Un passo indietro, però, sì. E precisamente a pagina 42. Perché è lì che la scrittura di Geda, in un solo paragrafo, riesce a darci tanto quanto un intero corso di scrittura creativa. Facendo quel che dovrebbe fare sempre la scrittura, ossia: trattenere un istante e riempirlo di un significato. La scena è semplicissima. E vede un padre e un figlio che stanno parlando via Skype. La comunicazione è disturbata, a un certo punto si interrompe, e “l’immagine di Alessandro restò congelata sullo schermo in una smorfia in cui papà – e raccontandomelo, anni dopo, ha fatto una pausa e ha assunto un’espressione di delusione infantile, quella di un bambino cui a causa del maltempo è negato il permesso di andare al parco e scopre di dover passare a casa il resto della giornata – ecco, una smorfia in cui papà, dicevo, riconobbe qualcosa di mamma: le sopracciglia inarcate, forse, o le labbra invisibili, o la fossetta sulla guancia dove io, un milione di anni prima, lo avevo colpito con uno schiaffo”. Ecco: trattenere un istante – quello in cui occorre un contrattempo normalissimo, di quelli che capitano quotidianamente come una linea che salta – e riempirlo di qualcosa che non fugga, ma che resti; che resti sulla carta così come nell’animo di chi legge. Qualcosa che assomigli a un momento reale, breve come un respiro, affollato come un moto interiore.

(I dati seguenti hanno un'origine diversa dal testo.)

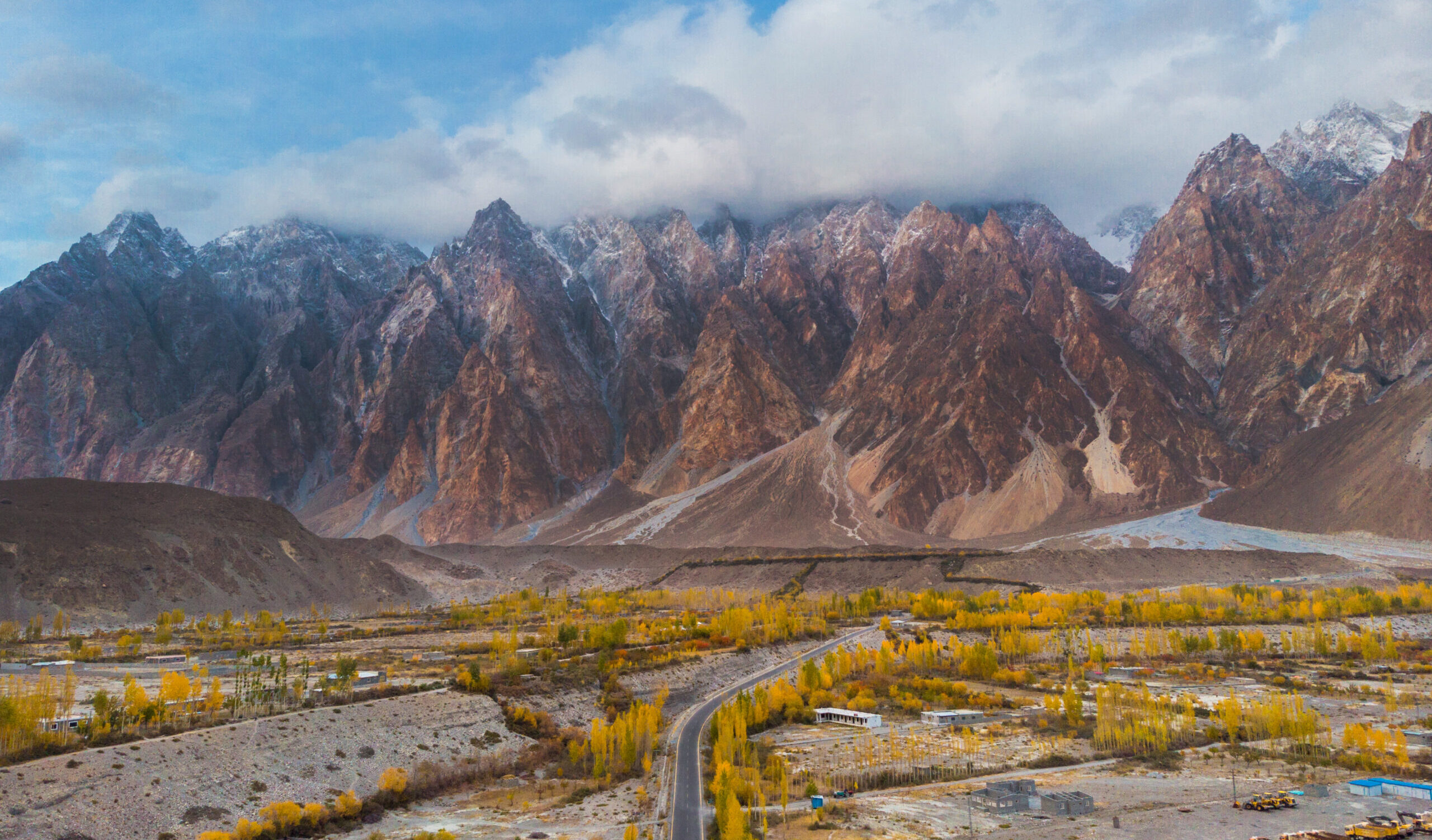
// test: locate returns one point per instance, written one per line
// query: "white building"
(848, 718)
(951, 718)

Inevitabile ripensare a Primo Levi, il quale si riferiva sempre allo scrittore come a un cacciatore. Un cacciatore di dettagli, di inavvertiti accadimenti, e di tutti quei momenti che andrebbero perduti nel tempo come lacrime nella pioggia, momenti in cui la vita solamente accenna e poi se ne va da un’altra parte senza spiegarci niente. Alla letteratura, il compito di rivelare. Alla letteratura il compito di farsi segno tangibile di ciò che è intangibile. Alla letteratura, l’onere di nominare. La letteratura, in fondo (ma anche in superficie), non è altro che la prosecuzione della vita con altri mezzi, non nel senso che ne sia un’appendice della vita o una sua verbosa didascalia, ma al contrario, il compimento di ciò che, nello srotolarsi irregolare delle cose e dei giorni, è a malapena accennato, oscuramente imbozzolato, pura allusione. La letteratura esiste per afferrare quei bozzoli e per svolgerli, per dispiegarli, perché li prende e li rigenera, dà loro un nome, un volto, il pensiero di un personaggio, li fa parlare, si fa acuto lirico del balbettio frettoloso delle cose. Ma sempre coi mezzi necessari – cioè i giusti mezzi. Basterebbe leggere anche solo un grande romanzo nella vita per godere di innumerevoli occasioni di comprensione della complessità dell’esistenza. È proprio per questo che leggere è un’esperienza che allarga la vita, la arricchisce e la moltiplica: laddove la vita, con la sua lallazione semi-incomprensibile, è avara, brutalmente sintetica, crudamente implicita, ecco che il grande scrittore (e Carver lo era, anche se è andato un po’ troppo di moda e nel suo fan club siedono, a volte, dei grandi insopportabili) – fa il contrario dell’oracolo di Delfi: non indica, ma svela. Non suggerisce, ma definisce. Non allude, ma conclude.